Os países credores do Clube de Paris (o fórum internacional que gerencia o valor devido aos 19 países mais ricos do mundo) anunciou nesta quarta-feira que vão oferecer uma suspensão do pagamento das dívidas dos países afetados pelo tsunami no Oceano Índico.
A decisão seguiu uma proposta do G-7 (grupo dos sete países mais ricos do mundo) de que o dinheiro da dívida deveria ser usado em projetos de reconstrução nas áreas mais afetadas pela devastação.
O congelamento seria imediato e incondicional, segundo o Clube de Paris. A oferta se refere à dívida que tem apenas os governos desses países como credores.
A proposta da suspensão do pagamento da dívida havia sido feita pelo governo da França.

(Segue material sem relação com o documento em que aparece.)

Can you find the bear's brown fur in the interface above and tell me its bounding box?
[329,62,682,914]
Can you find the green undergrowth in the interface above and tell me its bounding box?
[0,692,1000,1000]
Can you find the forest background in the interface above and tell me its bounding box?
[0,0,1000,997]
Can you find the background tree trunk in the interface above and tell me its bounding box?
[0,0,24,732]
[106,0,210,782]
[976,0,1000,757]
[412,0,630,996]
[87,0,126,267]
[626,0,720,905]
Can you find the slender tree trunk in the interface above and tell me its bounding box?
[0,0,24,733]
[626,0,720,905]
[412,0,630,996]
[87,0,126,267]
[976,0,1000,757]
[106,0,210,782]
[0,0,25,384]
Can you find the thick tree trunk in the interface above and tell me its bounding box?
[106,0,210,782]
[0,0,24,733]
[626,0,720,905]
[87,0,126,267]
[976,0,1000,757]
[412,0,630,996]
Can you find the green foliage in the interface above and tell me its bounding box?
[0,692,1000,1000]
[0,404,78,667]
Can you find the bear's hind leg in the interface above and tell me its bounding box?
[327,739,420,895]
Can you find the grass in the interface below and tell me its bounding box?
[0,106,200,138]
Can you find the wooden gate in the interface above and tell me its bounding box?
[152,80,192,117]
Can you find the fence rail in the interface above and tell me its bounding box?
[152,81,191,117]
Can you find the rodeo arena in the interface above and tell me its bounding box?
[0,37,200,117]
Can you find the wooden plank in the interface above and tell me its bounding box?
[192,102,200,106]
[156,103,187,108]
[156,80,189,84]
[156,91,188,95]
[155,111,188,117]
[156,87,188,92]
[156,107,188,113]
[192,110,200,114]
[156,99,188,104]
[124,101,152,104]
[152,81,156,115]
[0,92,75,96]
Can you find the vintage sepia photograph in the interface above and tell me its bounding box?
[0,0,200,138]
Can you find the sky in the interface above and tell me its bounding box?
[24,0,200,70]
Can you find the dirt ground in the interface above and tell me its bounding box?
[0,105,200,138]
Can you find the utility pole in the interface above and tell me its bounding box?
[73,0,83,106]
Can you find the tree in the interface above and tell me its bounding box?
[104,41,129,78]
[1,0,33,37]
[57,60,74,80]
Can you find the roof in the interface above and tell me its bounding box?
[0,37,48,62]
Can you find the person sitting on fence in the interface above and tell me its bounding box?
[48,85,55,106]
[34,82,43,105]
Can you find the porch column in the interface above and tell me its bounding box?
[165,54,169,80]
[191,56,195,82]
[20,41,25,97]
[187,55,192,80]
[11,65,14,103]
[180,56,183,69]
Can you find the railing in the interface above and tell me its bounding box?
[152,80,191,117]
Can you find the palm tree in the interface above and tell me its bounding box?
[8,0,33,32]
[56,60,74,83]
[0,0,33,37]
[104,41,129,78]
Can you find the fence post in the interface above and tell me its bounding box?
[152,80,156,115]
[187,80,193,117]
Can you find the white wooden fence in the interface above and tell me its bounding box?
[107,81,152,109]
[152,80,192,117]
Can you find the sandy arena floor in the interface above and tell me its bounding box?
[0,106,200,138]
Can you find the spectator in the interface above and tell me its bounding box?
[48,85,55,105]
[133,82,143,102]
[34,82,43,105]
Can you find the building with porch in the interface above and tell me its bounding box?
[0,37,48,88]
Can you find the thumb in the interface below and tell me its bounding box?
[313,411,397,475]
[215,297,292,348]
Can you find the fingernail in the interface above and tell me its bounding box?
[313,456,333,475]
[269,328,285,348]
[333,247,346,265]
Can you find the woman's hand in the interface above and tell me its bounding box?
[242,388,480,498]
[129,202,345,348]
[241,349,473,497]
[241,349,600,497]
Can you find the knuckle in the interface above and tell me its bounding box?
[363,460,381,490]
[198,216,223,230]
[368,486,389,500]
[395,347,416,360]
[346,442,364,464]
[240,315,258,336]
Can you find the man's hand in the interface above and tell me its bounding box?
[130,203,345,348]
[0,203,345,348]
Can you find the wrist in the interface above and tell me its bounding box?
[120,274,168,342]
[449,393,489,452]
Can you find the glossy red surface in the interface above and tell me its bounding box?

A Tailândia, porém, que teve seu litoral duramente castigado pelo maremoto, insinuou que rejeitaria a oferta de moratória, assim como a Índia.
- Cada país é livre para aceitar ou não esta proposta de moratória feita pela França, idéia aceita pelos outros países-membros do G-7 e do Clube de Paris - declarou o ministro das Finanças francês, Hervé Gaymard, à Rádio França Internacional.
- Alguns países, por exemplo a Tailândia, não desejam ser beneficiados por essa moratória, porque têm um nível de endividamento menor do que os outros e não querem que os seus papéis sejam desvalorizados nos mercados financeiros internacionais.
Gaymard disse que a Tailândia e a Malásia "pegaram capitais no mercado internacional e têm bem menos dívidas bilaterais que a Indonésia, o Sri Lanka e as Ilhas Seichelles, que são os três países que acredito que aceitarão esta oferta".
Insuficiente
O ministro das Finanças francês disse ainda que, ao seu ver, a moratória e a ajuda financeira para a reconstrução prometida ainda são insuficientes para lidar com os problemas no mundo em desenvolvimento.
Ele lembrou que o presidente Jacques Chirac vem propondo a criação de um imposto internacional para financiar ajuda humanitária nos países mais pobres. E propôs que o tema seja discutido na próxima reunião do G-7.
Gaymard afirmou que existem diversas hipóteses sobre como este imposto poderia ser obtido, como a criação de taxas no uso de aeroportos ou nos combustíveis.
A proposta, segundo ele, não seria mais um imposto sobre os contribuintes dos países ricos. Seria uma taxa cobrada sobre determinadas transações financeiras.